I didn't mean to suggest either that we can reliably reduce high-D problems to low-D ones, or that low-D theorems reliably shed light on high-D.

So, for example, there's no analogue of the 4-color theorem for 3 dimensions, since every graph is realizable in a natural way in 3-space and general graphs can have arbitrary chromatic number.

But sometimes the 'effective dimensionality' of a problem is less than it appears. So, if you have a manifold sitting in n dimensions, that is locally 2-dimensional, then you're not so far from the planar case: there is some k such that every graph embeddable on that manifold is k-colorable. (Also, if the manifold is compact, there is a surface homeomorphic to this one embeddable in 4-space--another dimensionality reduction, due I think to Nash.)

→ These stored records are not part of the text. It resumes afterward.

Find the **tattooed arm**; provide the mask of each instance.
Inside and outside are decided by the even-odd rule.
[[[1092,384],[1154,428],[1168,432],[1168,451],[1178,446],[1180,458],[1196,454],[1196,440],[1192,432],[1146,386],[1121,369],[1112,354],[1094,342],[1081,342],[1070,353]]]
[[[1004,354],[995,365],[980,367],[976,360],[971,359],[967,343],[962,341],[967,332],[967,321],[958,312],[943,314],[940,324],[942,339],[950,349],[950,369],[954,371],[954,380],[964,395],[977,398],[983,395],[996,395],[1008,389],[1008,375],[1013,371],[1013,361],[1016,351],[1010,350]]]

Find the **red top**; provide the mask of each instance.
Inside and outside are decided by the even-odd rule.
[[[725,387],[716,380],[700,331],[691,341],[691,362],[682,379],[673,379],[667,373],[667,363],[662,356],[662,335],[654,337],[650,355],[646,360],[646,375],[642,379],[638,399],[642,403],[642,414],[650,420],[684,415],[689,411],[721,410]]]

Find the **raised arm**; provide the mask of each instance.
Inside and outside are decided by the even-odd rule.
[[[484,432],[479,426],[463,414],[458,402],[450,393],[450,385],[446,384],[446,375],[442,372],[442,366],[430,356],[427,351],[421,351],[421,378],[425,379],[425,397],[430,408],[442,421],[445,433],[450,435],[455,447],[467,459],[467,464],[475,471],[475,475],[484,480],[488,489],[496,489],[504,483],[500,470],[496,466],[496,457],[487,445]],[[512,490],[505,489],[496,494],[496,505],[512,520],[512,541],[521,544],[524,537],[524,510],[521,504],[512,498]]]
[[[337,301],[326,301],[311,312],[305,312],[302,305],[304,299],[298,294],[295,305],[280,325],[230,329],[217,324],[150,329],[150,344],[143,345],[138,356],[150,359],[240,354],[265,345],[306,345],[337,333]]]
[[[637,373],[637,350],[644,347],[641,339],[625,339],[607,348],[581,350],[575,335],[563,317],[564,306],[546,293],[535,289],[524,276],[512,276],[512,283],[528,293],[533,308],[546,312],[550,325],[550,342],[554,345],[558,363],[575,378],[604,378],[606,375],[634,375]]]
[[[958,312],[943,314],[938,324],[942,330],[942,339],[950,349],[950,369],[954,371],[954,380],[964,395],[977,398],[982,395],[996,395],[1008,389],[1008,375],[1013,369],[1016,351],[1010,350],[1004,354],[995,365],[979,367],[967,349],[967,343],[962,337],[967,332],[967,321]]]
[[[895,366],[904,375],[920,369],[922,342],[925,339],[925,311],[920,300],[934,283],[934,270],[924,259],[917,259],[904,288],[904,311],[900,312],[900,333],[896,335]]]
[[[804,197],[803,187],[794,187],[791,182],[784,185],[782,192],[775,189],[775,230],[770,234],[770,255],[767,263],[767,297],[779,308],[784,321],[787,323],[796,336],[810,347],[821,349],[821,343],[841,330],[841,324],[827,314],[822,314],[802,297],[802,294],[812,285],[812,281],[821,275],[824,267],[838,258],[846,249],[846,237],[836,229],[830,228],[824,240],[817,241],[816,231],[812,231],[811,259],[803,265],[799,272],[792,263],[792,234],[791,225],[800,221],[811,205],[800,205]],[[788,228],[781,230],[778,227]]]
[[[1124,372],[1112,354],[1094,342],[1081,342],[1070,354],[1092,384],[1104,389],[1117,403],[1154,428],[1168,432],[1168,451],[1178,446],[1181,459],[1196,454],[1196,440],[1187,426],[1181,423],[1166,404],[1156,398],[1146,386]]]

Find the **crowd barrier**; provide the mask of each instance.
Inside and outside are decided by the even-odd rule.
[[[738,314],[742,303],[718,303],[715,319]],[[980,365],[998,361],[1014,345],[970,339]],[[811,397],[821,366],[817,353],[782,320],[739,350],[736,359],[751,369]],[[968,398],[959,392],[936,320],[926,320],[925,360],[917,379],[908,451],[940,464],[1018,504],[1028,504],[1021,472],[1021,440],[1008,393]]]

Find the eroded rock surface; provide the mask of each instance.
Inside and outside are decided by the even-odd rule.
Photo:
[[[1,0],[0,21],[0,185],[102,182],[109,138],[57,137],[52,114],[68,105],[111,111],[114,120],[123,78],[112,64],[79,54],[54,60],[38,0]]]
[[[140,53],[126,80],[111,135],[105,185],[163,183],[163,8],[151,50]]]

Sometimes dimensionality reduction for a problem is possible in principle, but at great cost. For instance, if we seek the maximum of a function over a Boolean n-cube, we can dissect the n-cube into two (n-1)-cubes, find the maxima M_1, M_2 on those two, and return max(M_1, M_2). But the amount of search we do this way is exponential in n.

In response to your worry about 'tunnel vision' in low dimensions: I'm not personally focused on spatial investigations, so my opinion is a casual one, but for the most part I respectfully disagree. Generalizing to n dimensions is a valid step, but neither the most imaginative nor the most likely to yield fundamentally new phenomena. It is, however, likely to destroy interesting things that only happen in low-D.

To preserve these interesting phenomena one should look for different kinds of generalization. The best and most impressive example I can think of is the Robertson-Seymour Theorem, which takes Kuratowski's characterization of planar graphs and generalizes it to a ridiculous extent by looking at 'minor-closed graph families'. A related and also important generalization of planarity is bounded treewidth, which when assumed in graphs often allows a kind of dimensionality reduction in graph algorithms.

Hope this is useful! But there are plenty of more-qualified geometers/topologists/graph theorists out there to talk to.

By Andy D, at 2:21 PM

Mathematics is the universal language, all intelligent life out there for sure nows mathematics.